Мыслящее тело наделено целостностью опыта, т. е. способностью сводить вместе переживания, вызванные предметами и явлениями, абсолютно гетерогенными, в едином пространстве. Рождается мир, где можно обнаружить совершенно полярные вещи, где то, что европейский читатель считает «высоким», соседствует с шокирующе низким. Пространство «Тропика Рака» создано усилиями свободного сознания, игнорирующего принцип власти и не желающего иерархизировать вещи, отделять главное от второстепенного, сакральное от профанного. Миллер учитывает те моменты, которые культура табуирует или которым она не придает значения.

Европейское искусство, воссоздавая переживание реальности, как правило, навязывает ему форму. Оно репрезентирует исключительно те предметы, которые возводимы к идеалу и, следовательно, могут служить составляющим компонентом красоты. Красота становится тотальной и обретает привилегированность, а все то, что не поддается эстетизации, элиминируется. Повествователь «Тропика Рака» фактически постулирует равноправие вещей и явлений, отрицая привилегированность легко эстетизируемых вещей. Наряду с ними в его мире появляется и то, что противится всякой эстетизации: уродство, плесень, гниль, блевотина, тухлятина, экскременты, глисты. Эти явления не по праву игнорируются как второстепенные, ибо подобно смрадному навозу, питающему корень прекрасного цветка, они являются основой существования мира. Их появление делает реальность романа несводимой к системе, к идее. И дело здесь не только в каких-то конкретных отталкивающих деталях: все пространство «Тропика» оказывается избыточно телесным, сугубо материальным, «не отпускающим» идею.

Выше уже шла речь о различных концептах, стоящих за теми или иными эпизодами. Достаточно вспомнить последователя Ганди, индуса, который, посетив публичный дом, ко всеобщему ужасу опорожнился в биде. Пересказывая этот случай, Миллер, в сущности, отрицает трансцендентную истину (персонаж родом из Индии, страны древней мудрости и, кроме того, идейный наследник великого Ганди) посредством выражения иронического отношения к ее псевдохранителю. Однако правомочность этой интерпретации (отрицание трансцендентного) в принципе легко можно оспорить, представив эпизод романа как просто пересказ забавного случая. Проблема здесь заключается в том, что миллеровская реальность, неся в себе идею, тем не менее сопротивляется ее абстрагированию.
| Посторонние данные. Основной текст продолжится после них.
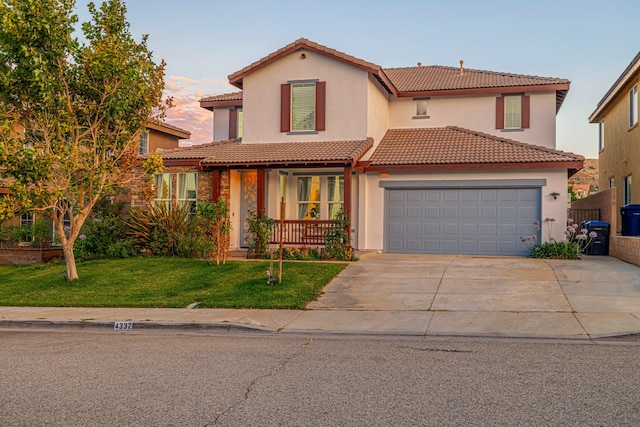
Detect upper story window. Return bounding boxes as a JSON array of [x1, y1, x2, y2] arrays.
[[291, 83, 316, 132], [229, 108, 243, 139], [140, 130, 149, 154], [629, 85, 638, 127], [280, 80, 326, 133], [622, 175, 631, 205], [153, 173, 171, 208], [178, 172, 198, 214], [413, 98, 429, 119], [496, 95, 530, 130]]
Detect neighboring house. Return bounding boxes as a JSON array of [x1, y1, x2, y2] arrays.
[[0, 123, 191, 244], [589, 53, 640, 224], [155, 39, 583, 255]]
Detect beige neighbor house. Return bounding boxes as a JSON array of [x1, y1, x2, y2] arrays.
[[155, 39, 583, 255], [0, 123, 191, 247], [572, 53, 640, 265]]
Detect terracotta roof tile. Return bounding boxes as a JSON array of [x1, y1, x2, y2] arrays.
[[383, 65, 569, 92], [370, 126, 584, 166], [199, 91, 242, 102], [161, 138, 373, 166]]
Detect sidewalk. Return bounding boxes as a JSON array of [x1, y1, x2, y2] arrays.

Этот эффект сопротивления возникает за счет ее предельной материальности, за счет введения элементов, не подлежащих эстетизации. Абстрагирование концепции сразу же выявит ее несоответствие материалу, откуда она извлечена. Миллер-повествователь словно иронизирует над Миллером-автором, носителем определенных идей и концепций, и разоблачает его. Поэтому космогонии, воссозданные в «Тропиках» подобно космогониям Жоржа Батая, будут неизбежно пародийны[191]. Повествователь (мыслящее тело), пребывая в становлении, никогда не позволит миру превратиться в формулу, застыть в концепции, пусть даже это будет концепция становления.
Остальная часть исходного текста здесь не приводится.